A good rule of thumb for what your portfolio should look like is to use the following equation: 110 (-) your age= the percentage of your portfolio that should be stocks. So, if you are 40, you may want to think about your portfolio consisting of 70% stocks and the remainder less risky investments such as GIC’s (Guaranteed Investment Certificates) or bonds (again, more on those in a later post). As you age, you will rebalance your portfolio so less is in stocks and more is in less risky investments. When you are young, you want to use those years to make smart decisions in investments that will give you a high return to build up your wealth in those years and then ideally, as you get closer to retirement, you can phase into less risky investments.
The Capital Pink aims to assist you with this phase of the portfolio set up by giving you ideas of investments and general information on how to delve deeper into what you might want to put into your portfolio.
3. After you have your account(s) set up and have decided generally what your allocation of investments will be (risky v. less risky), your next step is to contribute money to your accounts regularly (perhaps each month off of your paycheque) and at the end of each year, review and rebalance.
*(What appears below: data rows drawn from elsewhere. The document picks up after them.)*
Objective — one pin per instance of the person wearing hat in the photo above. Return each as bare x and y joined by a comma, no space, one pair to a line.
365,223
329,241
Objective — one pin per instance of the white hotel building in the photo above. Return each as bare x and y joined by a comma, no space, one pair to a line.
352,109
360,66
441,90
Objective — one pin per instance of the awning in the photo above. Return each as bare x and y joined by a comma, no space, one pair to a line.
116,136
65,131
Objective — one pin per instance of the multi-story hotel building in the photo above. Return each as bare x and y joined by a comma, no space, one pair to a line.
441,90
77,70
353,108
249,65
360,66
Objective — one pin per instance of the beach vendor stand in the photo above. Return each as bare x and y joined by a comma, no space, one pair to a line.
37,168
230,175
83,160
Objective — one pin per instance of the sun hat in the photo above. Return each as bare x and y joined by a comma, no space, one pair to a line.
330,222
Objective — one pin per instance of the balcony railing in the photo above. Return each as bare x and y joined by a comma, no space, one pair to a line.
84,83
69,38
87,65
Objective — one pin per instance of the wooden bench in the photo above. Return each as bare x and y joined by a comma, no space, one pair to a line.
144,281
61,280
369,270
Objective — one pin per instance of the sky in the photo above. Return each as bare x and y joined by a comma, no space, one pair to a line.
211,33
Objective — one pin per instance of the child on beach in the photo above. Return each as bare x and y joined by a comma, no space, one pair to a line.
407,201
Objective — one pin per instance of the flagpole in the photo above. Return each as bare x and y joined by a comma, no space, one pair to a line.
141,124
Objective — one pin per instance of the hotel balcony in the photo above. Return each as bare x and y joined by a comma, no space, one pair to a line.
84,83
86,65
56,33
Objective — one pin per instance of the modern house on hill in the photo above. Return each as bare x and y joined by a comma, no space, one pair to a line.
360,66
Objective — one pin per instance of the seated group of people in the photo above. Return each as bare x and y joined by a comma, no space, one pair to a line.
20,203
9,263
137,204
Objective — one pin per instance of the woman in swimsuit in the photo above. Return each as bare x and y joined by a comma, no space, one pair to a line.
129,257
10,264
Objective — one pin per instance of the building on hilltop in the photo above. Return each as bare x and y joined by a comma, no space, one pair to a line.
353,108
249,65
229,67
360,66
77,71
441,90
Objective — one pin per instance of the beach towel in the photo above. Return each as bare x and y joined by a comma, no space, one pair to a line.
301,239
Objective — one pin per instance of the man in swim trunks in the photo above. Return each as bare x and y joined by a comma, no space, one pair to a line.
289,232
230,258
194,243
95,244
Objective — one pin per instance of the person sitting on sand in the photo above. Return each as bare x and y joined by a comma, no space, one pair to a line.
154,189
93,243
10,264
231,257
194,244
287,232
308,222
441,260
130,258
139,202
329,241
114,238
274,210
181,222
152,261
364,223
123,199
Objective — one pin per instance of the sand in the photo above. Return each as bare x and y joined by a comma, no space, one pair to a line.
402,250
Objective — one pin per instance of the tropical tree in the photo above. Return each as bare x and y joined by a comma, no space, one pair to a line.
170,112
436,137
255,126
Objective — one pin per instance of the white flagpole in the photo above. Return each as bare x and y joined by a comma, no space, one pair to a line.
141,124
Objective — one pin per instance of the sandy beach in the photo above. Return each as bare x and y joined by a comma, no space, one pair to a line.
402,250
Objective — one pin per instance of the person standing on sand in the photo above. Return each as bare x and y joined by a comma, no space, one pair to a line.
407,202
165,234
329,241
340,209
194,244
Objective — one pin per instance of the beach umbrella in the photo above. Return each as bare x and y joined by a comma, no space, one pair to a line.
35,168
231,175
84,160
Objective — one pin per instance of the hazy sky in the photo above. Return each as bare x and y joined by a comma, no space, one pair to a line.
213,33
For example, let’s say you have decided to put 70% of your money in stocks and 30% in bonds. At the end of the year, your stocks have done very well and it turns out the allocation is 80% stocks and 20% bonds. You may want to stop contributing to the stocks and put your contributions into the bonds to get the allocation back to the original 70/30. This will keep your original allocation on track.
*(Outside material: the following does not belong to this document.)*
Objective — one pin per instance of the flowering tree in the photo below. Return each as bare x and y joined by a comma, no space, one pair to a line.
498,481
So, while the word may seem intimidating, a “portfolio” is nothing more than all of your investments put together. You can easily get going on one, if you haven’t already, by setting up the necessary accounts needed to make investments and deciding on your approach to filling it. This allows you the control over your own finances. Managing your own investment portfolio is not for everyone (read: those not interested, those overwhelmed by the thought, those with large or complicated investments, etc.) and I will do a later post on what you can or should do in that case. However, it is always a good idea for everyone to have a basic understanding of a what in fact a portfolio involves.